そこに映っていたのはSNSのとあるワードの検索結果。
《ツムリ……お前踊れたのか……? #異迷ツムリで遊ぼう》
《立派になったなぁ……不覚にも泣いた #異迷ツムリで遊ぼう》
《ツムりんカッコ良すぎて普段とのギャップに殺されかけた #異迷ツムリで遊ぼう》
「一番注目されたのは導化師アルマかもしれないが、ファンにとっては異迷ツムリも本物だ」
呆然と画面を見つめながらスライドを進める少女。
中傷を恐怖しファンの声から目を遠ざけていたツムリにとって初めてのエゴサ。
くしゃりと破顔し、無垢な笑顔を見せてくれる。
「えへぇ……結構嬉しいですねぇこれ」
「そりゃよかった」
担当アイドルの喜ぶ姿にほっとするマネージャー。
その背後、スタジオ側で動きがあった。
「これで5曲目、一区切りか」
今までステージに立ち続けた主役が裏に戻ってきたようだ。
汗だくになり覚束ない足取りの姉を見て、男は顔をしかめる。
「休憩ですかね?」
「ライブは続いてるけどな。
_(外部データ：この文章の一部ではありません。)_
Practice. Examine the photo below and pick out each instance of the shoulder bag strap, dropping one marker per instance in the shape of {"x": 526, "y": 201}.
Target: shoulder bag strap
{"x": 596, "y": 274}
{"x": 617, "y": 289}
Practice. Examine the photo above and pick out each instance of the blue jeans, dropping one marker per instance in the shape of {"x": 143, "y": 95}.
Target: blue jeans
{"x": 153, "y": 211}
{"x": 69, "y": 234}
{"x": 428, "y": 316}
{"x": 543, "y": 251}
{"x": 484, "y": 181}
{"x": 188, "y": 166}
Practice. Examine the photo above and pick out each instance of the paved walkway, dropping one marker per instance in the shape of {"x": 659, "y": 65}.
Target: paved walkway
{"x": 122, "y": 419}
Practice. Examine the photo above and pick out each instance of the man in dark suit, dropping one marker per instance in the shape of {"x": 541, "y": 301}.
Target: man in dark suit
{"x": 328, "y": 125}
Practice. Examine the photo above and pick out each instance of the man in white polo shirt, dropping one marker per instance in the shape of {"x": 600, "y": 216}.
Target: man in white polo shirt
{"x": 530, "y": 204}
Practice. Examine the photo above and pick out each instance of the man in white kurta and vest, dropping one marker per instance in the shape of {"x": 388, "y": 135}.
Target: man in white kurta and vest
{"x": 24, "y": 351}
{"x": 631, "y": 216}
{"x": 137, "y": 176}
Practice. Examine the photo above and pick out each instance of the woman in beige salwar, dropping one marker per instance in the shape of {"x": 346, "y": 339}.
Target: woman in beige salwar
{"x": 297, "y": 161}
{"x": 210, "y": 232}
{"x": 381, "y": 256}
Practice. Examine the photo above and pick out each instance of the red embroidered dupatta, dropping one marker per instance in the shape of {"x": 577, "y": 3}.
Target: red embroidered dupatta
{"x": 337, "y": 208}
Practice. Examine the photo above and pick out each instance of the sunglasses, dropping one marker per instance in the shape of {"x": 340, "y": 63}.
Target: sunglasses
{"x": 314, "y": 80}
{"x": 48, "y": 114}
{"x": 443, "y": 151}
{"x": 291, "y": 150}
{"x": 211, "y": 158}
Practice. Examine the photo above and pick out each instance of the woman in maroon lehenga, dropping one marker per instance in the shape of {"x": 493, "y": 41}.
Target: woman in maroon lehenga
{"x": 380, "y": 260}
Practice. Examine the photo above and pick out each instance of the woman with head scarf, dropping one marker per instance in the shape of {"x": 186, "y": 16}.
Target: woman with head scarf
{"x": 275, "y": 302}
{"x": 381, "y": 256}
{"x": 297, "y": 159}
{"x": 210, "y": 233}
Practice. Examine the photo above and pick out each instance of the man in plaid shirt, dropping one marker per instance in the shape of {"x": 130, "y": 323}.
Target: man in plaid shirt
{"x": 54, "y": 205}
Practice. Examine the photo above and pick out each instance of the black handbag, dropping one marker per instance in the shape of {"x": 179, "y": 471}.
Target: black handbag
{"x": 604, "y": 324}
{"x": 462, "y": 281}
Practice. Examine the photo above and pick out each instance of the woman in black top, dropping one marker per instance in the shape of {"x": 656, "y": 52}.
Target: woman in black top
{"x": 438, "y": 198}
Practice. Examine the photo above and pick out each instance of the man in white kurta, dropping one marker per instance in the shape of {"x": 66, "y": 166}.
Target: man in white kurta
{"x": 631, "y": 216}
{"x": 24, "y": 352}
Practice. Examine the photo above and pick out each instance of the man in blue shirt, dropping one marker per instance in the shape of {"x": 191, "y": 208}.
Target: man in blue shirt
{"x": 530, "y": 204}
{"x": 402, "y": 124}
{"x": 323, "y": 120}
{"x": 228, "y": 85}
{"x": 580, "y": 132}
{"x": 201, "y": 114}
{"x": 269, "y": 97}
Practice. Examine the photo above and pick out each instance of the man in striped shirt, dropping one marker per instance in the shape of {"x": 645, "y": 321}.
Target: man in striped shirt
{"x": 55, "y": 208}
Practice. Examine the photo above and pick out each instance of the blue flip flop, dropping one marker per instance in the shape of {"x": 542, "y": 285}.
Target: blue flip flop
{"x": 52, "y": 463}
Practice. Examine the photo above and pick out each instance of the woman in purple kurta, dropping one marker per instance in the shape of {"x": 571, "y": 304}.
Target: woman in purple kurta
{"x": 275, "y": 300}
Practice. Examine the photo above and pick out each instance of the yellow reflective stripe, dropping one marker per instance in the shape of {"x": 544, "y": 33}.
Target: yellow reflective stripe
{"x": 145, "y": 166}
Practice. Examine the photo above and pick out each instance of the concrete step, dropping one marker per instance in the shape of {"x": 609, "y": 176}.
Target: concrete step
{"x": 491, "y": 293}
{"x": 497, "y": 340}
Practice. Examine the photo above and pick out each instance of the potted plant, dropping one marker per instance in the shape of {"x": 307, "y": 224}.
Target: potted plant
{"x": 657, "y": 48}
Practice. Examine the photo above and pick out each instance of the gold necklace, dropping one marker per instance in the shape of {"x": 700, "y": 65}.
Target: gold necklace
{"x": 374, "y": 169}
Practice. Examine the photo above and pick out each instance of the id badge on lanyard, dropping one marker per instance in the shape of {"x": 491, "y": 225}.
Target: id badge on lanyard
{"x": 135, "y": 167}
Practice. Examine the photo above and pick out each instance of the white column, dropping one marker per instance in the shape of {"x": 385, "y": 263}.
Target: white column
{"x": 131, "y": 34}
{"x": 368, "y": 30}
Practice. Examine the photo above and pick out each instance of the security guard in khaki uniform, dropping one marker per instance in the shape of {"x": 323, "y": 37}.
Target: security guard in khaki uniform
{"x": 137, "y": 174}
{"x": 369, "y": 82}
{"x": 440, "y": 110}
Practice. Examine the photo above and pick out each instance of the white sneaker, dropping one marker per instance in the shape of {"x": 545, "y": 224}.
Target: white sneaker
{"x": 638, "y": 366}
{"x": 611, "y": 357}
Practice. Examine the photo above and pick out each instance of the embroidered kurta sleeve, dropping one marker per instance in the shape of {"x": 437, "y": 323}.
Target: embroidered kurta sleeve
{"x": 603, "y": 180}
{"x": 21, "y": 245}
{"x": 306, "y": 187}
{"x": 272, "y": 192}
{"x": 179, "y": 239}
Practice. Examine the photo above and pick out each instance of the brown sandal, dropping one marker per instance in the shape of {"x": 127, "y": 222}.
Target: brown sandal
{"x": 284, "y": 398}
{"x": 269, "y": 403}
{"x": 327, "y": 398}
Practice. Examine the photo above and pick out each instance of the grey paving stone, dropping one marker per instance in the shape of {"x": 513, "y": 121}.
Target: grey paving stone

最初が4期生から1期生までの年代別リレー、次は公式ユニットリレー。今は予定通りバトルマーメイドの二人に2分間繋いでもらっている」
「2分だけ……」
「普段の姉さんならそれで十分だったんだろうな……」
息絶え絶えになりながら水を一気飲み。
見るからに疲労困憊、しかしライブはまだ序盤。
普段の彼女ならいざ知らず、今の彼女が最後までやり通せるのだろうか?
「あと3曲、それが終わればまた10分の休憩がある……今は耐えてもらうしかない」
家族の苦しむ姿を見守ることしかできず、男は立ち尽くしていた。